Levi & Korsinsky Alert Investors of Ongoing Cardlytics Class Action Lawsuit

Levi & Korsinsky is warning Cardlytics investors about an ongoing class-action lawsuit with a lead plaintiff deadline of March 25, 2025. The lawsuit alleges that Cardlytics made false and misleading statements regarding its business and prospects, which ultimately led to investors suffering losses.

Investors who purchased Cardlytics securities between November 1, 2018, and December 8, 2021, are encouraged to participate in the lawsuit. The law firm Levi & Korsinsky is representing the lead plaintiff in this case. The lawsuit claims that Cardlytics failed to disclose important information to investors, leading them to believe that the company’s financial position was much stronger than it actually was.

The lawsuit alleges that Cardlytics failed to disclose that the technology company was experiencing a significant decrease in client spending, which was negatively impacting its financial performance. Additionally, the lawsuit claims that Cardlytics was facing increased competition in the market, which was further hindering its ability to generate revenue.

In light of these allegations, investors who suffered losses are encouraged to contact Levi & Korsinsky to participate in the class-action lawsuit. The law firm is dedicated to holding Cardlytics accountable for its alleged misrepresentations and ensuring that investors receive the compensation they deserve.
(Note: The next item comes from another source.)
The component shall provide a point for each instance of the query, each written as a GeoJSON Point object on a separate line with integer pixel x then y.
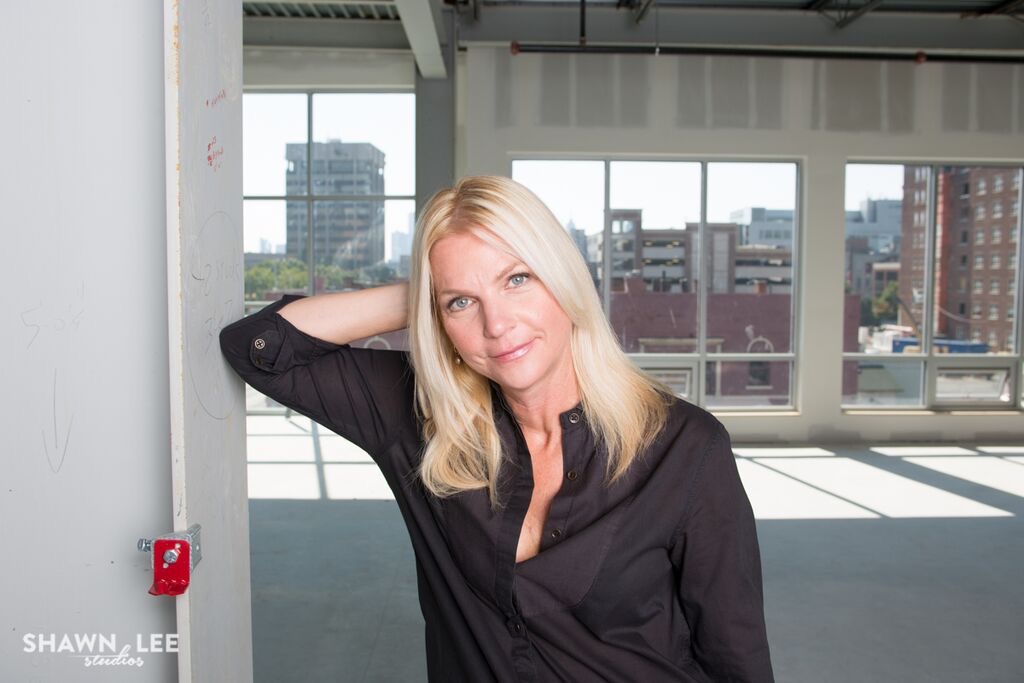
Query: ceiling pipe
{"type": "Point", "coordinates": [919, 56]}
Investors who wish to participate in the class-action lawsuit must meet certain deadlines, including the lead plaintiff deadline of March 25, 2025. Failure to meet these deadlines may result in investors being unable to participate in the lawsuit or receive any potential compensation for their losses.

Levi & Korsinsky emphasizes the importance of investors coming forward to seek justice in cases of alleged securities fraud. By participating in the lawsuit, investors can hold companies accountable for their actions and help prevent future instances of misleading or false information being disseminated to the public.

Overall, the class-action lawsuit against Cardlytics serves as a reminder to investors to carefully scrutinize the information provided by companies before making investment decisions. Seeking legal recourse in cases of alleged securities fraud is essential to maintaining transparency and integrity in the financial markets.